How to reproduce QGen?
Opened this issue · 0 comments
xMHW commented
With distributed GPL generated data, I want to reproduce the QGen result.
python -m gpl.train \
--path_to_generated_data "generated/$dataset" \
--base_ckpt "distilbert-base-uncased" \
--gpl_score_function "dot" \
--batch_size_gpl 32 \
--gpl_steps 140000 \
--new_size -1 \
--queries_per_passage -1 \
--output_dir "output/$dataset" \
--evaluation_data "./$dataset" \
--evaluation_output "evaluation/$dataset" \
--generator "BeIR/query-gen-msmarco-t5-base-v1" \
--retrievers "msmarco-distilbert-base-v3" "msmarco-MiniLM-L-6-v3" \
--retriever_score_functions "cos_sim" "cos_sim" \
--cross_encoder "cross-encoder/ms-marco-MiniLM-L-6-v2" \
--qgen_prefix "qgen" \
--do_evaluation \
# --use_amp # Use this for efficient training if the machine supports AMP
# One can run `python -m gpl.train --help` for the information of all the arguments
# To reproduce the experiments in the paper, set `base_ckpt` to "GPL/msmarco-distilbert-margin-mse" (https://huggingface.co/GPL/msmarco-distilbert-margin-mse)

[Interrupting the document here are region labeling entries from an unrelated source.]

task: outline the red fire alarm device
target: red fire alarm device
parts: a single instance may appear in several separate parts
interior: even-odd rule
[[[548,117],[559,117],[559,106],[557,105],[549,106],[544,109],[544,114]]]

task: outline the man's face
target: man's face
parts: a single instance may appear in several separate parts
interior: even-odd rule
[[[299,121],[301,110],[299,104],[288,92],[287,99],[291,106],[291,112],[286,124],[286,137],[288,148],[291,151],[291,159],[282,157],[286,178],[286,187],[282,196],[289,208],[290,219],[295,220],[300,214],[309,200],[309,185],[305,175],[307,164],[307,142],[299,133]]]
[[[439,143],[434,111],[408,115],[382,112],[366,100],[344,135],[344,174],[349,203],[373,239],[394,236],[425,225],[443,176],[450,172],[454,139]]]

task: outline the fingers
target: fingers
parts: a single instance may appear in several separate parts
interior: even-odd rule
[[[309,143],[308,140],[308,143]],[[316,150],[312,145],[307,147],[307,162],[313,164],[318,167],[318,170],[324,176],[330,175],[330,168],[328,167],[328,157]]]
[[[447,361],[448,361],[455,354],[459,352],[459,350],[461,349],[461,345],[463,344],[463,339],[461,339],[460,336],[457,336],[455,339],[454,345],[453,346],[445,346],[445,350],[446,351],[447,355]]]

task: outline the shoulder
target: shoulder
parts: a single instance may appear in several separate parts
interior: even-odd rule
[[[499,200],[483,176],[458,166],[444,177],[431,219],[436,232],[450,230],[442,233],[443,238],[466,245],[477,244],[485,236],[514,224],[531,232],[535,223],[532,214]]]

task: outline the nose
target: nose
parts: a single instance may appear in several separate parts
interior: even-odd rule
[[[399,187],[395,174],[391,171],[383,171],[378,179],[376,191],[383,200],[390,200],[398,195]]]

From this chunk of code, I added mnrl_output_dir and mnrl_evaluation_output parameter (such as "output/$dataset-mnrl")
And from mnrl.py, there's already batch size 75 is set and num_epoch to 1. So should it be the right way to reproduce your reported QGen score?
Also, Should I change the argument base_ckpt to "GPL/msmarco-distilbert-margin-mse" to reproduce?
If this is right, then I'm afraid that I wasn't able to get the similar result reported to the paper(28.7 for FiQA), I've only got 26.04 for FiQA.